“Millennials” should be a familiar term to every marketer. If not, here’s the explanation: Millennials refer to the generation born between 1980 and 1999. In English, they are also referred to as “Generation Y”, as representatives of this age group are known for questioning many things. In contrast to the previous Generation X, Millennials are the first generation to grow up as digital natives, i.e. in the digital world. Due to these influences, the generation developed completely different from the previous ones and must therefore be addressed differently in the marketing context.
But growing up with digital media is not the only difference that sets Millennials apart from other generations. Whereas it used to be normal to do an apprenticeship or start a course of study straight after school, today it’s the exception rather than the rule if you don’t spend a year or more abroad to gain new experiences. It’s also not uncommon for millennials to spend more than three years studying for a bachelor’s degree. Because of this they’re still just starting their careers in their late 20s. And once they’re on the job, many attach greater importance to having enough free time, a work-life balance and the opportunity to work from home – top salaries are becoming increasingly unimportant.
On average, Millennials spend around 3.2 hours a day online – that’s almost one day a week! They are also increasingly relying on smartphones and tablets for this purpose, and the laptop or desktop is losing importance away from the world of work. Hardly any Millennial does not use one of the many social networks, which are now not limited to Facebook and Instagram anymore.
There is also a clear trend in shopping: 80% of Millennials shop online.

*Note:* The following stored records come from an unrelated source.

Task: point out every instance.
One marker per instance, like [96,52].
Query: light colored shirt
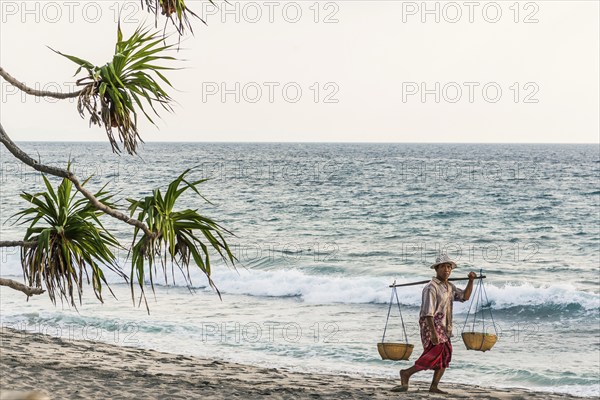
[438,298]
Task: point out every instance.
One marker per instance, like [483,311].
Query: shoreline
[78,369]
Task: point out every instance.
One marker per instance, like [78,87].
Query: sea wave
[320,288]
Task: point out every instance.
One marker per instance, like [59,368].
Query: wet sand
[60,369]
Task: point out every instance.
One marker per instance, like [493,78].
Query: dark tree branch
[63,173]
[39,93]
[16,243]
[28,290]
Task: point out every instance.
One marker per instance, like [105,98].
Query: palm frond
[183,237]
[132,81]
[175,11]
[71,245]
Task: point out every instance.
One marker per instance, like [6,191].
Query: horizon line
[294,142]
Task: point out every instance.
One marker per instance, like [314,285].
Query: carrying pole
[427,281]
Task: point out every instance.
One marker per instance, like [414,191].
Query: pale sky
[381,71]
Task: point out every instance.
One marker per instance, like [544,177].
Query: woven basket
[394,351]
[479,341]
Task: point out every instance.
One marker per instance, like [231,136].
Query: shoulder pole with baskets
[481,341]
[394,351]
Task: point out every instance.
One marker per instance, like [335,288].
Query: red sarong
[435,356]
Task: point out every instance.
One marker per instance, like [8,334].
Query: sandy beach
[90,370]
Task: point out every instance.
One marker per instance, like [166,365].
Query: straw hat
[443,259]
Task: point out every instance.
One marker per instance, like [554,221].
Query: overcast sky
[362,70]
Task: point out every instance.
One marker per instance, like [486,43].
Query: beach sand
[92,370]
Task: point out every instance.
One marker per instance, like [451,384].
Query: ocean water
[322,230]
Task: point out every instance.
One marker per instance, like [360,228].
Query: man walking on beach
[435,322]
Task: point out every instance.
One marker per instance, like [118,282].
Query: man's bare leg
[437,375]
[405,375]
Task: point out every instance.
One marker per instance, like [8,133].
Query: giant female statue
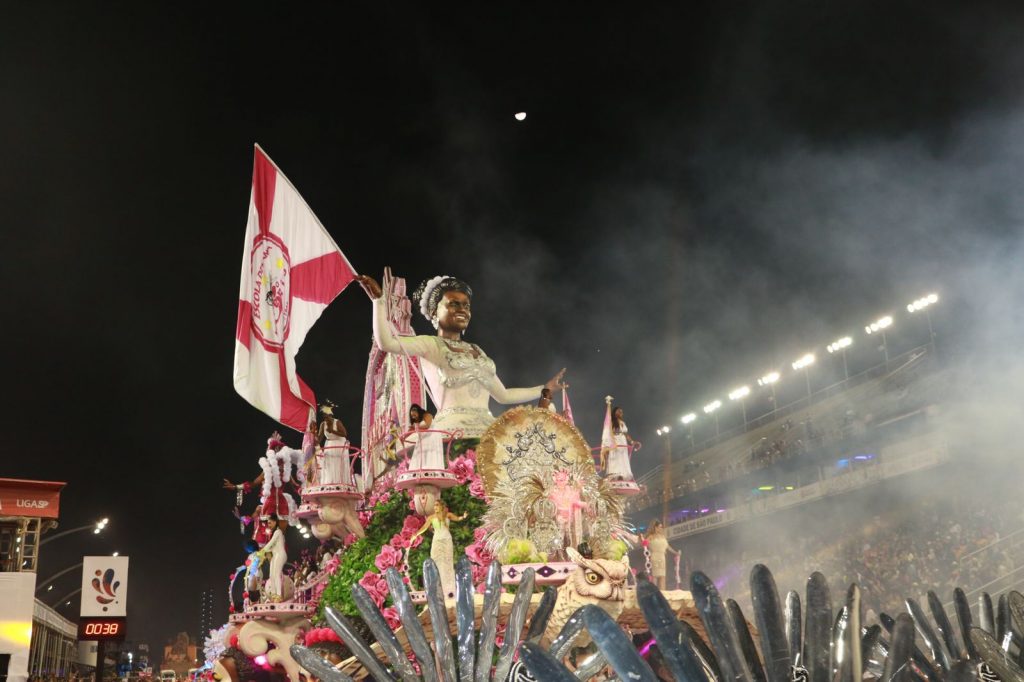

For online store owners, this means that their websites must be easily visible on mobile, because who would buy a product that can barely be seen because the images are too small?
Millennials also differ from other generations in their approach to money. Whereas older generations used to rely more on protection in the form of home purchases and savings, only 39% of the generation say that protection is important. More than 75% prefer to spend their money on experiences rather than possessions, often spending most of it on concerts and events.
Happiness is more important than money – that sums up the Millennials’ view well. And who is surprised? After all, this generation experienced the 2008 financial crisis firsthand and saw for themselves how quickly large fortunes can shrink. Thus, the availability of a product is becoming much more important than the actual possession of it. Netflix offers the best example here. For Millennials, owning the movies is not important – they want to be able to watch them whenever they want. Whether it’s Spotify, car-sharing or Uber: everywhere, it’s all about having products or services ready to call up at any time; owning them takes a back seat.
It’s striking that this generation does a lot more research before making a purchase decision. This is quite understandable when you grow up with the fact that there are 15 alternatives to every brand-name product that differ in price, performance and quality. The smartphone makes information on the Internet much more accessible than it was just a few years ago. For sellers, this means that information about products must be very easily accessible – not only in brick-and-mortar retail, but also in online retail.
For many companies today, the question arises as to whether marketing specifically targeted at Millennials makes any sense at all. After all, due to declining birth rates, one might think that this generation doesn’t have an overly large number of representatives, especially compared to Baby Boomers or Generation X. Yet Millennials are the largest living generation in the U.S. and are projected to make up 75% of the global workforce by 2025. Thus, Millennials will be a major buying force in a few years at the latest – so now is the time to develop a plan to meet the demands of this generation.